Sink ConnectorΒΆ

A Connector application (or Data Reading Service) is a service which reads data from at least one topic in Apache Kafka and writes to a target system

In this page you will learn how to create a Connector that saves data to a plain text file.

A Connector (Sink) is a an application for reading data from Kafka, which underneath creates and uses a Kafka consumer client code. This page will use a File Sink Connector to get the desired data and save it to an external file.

The output will contain all the lines of the log file that are longer than 1000 characters, including spaces.

The final implementation of the Sink Connector will be as follows:

connector.class=org.apache.kafka.connect.file.FileStreamSinkConnector
errors.retry.timeout=0
errors.log.include.messages=false
tasks.max=1
topics=topic_to_be_exported
errors.retry.delay.max.ms=60000
errors.deadletterqueue.context.headers.enable=false
file=/tmp/long_entries.log
name=sink-file
errors.tolerance=none
errors.deadletterqueue.topic.replication.factor=3
value.converter=org.apache.kafka.connect.storage.StringConverter
config.action.reload=RESTART
errors.log.enable=false
key.converter=org.apache.kafka.connect.storage.StringConverter

Many things are happening here.
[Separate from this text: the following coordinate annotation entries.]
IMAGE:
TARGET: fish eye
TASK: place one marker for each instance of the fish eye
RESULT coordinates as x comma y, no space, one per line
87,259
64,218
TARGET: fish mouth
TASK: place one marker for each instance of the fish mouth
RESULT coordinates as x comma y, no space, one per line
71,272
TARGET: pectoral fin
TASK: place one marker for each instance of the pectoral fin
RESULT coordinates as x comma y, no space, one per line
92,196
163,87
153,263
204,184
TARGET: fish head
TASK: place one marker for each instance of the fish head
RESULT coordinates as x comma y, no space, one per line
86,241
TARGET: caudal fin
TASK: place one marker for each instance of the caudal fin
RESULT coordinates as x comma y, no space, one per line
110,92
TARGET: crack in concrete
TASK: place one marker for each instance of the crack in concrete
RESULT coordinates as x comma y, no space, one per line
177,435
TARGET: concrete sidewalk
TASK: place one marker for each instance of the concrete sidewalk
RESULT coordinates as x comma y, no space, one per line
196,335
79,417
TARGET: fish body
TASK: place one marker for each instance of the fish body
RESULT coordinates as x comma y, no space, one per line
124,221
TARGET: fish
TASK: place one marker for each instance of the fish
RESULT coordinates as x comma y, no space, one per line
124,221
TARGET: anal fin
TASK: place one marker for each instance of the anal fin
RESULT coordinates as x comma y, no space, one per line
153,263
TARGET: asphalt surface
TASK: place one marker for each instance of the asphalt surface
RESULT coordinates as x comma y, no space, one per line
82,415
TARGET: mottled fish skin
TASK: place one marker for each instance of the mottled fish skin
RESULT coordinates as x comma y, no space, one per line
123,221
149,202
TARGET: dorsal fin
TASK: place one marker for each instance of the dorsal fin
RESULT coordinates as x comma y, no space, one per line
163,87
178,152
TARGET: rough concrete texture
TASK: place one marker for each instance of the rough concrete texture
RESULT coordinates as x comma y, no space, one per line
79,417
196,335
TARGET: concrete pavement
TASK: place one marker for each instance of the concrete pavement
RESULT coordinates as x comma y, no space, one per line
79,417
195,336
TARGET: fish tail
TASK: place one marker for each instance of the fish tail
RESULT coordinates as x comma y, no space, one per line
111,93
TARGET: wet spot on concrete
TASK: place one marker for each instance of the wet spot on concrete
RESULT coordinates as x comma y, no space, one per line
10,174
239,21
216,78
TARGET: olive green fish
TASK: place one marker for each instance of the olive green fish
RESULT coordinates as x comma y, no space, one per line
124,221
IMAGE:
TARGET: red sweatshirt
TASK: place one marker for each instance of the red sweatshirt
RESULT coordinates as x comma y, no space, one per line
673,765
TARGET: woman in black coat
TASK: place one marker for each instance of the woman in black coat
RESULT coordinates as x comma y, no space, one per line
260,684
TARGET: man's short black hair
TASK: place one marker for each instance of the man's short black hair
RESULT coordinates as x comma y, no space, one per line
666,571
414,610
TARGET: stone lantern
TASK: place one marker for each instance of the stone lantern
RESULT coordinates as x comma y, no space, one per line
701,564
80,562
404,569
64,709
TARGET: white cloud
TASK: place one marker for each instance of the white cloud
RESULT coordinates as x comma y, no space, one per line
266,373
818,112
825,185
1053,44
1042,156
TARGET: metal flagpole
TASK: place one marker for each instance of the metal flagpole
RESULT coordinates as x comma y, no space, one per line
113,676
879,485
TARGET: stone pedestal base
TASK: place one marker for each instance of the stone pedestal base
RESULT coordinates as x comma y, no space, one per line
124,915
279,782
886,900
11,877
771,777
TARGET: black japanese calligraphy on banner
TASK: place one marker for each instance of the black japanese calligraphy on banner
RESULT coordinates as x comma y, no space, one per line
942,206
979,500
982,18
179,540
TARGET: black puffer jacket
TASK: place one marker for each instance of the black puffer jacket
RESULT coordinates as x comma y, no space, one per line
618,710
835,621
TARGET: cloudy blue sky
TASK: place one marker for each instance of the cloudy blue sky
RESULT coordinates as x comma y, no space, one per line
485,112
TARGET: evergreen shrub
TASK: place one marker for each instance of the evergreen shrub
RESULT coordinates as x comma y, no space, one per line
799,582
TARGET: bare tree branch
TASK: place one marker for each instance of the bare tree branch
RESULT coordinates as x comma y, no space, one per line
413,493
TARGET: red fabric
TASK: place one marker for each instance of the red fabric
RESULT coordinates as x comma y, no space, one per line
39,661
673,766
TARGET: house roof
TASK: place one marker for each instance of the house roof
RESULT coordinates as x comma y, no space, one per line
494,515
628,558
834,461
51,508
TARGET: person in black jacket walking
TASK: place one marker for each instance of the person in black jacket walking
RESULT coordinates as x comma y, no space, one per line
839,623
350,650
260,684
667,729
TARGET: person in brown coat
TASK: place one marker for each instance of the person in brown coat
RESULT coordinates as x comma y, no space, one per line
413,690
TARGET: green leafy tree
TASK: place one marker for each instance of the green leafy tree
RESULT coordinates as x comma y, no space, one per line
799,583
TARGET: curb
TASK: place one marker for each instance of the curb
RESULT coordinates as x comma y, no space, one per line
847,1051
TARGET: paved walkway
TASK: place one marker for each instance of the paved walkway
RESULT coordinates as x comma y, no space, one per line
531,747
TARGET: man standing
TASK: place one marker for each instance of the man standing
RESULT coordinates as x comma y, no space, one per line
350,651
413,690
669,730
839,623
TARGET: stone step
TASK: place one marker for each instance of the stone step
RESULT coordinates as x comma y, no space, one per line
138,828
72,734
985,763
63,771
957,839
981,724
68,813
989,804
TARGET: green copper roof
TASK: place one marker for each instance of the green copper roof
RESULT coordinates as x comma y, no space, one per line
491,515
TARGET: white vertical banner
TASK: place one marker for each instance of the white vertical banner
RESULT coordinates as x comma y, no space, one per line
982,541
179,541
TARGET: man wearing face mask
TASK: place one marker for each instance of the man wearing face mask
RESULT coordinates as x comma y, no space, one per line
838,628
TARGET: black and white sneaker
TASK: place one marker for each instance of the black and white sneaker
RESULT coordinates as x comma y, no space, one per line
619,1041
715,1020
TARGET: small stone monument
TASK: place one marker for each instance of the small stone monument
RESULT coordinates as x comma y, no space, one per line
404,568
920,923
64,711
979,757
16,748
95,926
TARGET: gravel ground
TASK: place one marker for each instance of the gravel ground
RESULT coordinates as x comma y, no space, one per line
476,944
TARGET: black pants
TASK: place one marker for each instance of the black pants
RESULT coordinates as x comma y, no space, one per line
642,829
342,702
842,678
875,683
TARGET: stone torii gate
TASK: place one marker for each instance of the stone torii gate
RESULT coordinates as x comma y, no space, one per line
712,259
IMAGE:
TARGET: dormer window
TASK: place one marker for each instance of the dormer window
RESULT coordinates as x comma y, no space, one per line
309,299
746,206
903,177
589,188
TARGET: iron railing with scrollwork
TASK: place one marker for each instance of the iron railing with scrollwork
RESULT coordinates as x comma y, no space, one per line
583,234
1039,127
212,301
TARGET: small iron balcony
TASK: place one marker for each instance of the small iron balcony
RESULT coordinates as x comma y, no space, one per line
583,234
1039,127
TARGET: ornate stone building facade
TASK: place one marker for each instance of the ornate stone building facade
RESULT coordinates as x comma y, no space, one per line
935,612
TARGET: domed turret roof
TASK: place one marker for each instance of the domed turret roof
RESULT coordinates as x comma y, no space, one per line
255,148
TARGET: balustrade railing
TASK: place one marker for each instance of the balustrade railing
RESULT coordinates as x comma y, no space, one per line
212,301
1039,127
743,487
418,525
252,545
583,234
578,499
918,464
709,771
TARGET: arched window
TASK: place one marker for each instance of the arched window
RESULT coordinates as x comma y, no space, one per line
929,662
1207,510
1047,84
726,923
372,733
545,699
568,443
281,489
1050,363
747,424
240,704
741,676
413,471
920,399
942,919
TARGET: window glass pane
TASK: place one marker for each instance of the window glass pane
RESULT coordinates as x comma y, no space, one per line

First, we define that the output will be written to the value of file, which is this case is /tmp/test_converter_string. Second, we define that the key and the value of the input from Kafka are both strings, which means that you will need a string converter for both of them, which in this case is org.apache.kafka.connect.storage.StringConverter.

You can find more information about the use of org.apache.kafka.connect.storage.StringConverter here.

Last, we need to define the Kafka topic that will be used as input using topics. Please notice that topics can accept multiple values.

Is goes without saying that the selected Kafka topic or topics must already exist. For this particular example the selected Kafka topic was generated using the following Lenses SQL query:

SET autocreate=true;

INSERT into topic_to_be_exported
SELECT the_text AS my_message
FROM log_files_as_json
WHERE LENGTH(the_text) > 1000;

The aforementioned query filters the message text based on its length. You can modify it to fit your needs.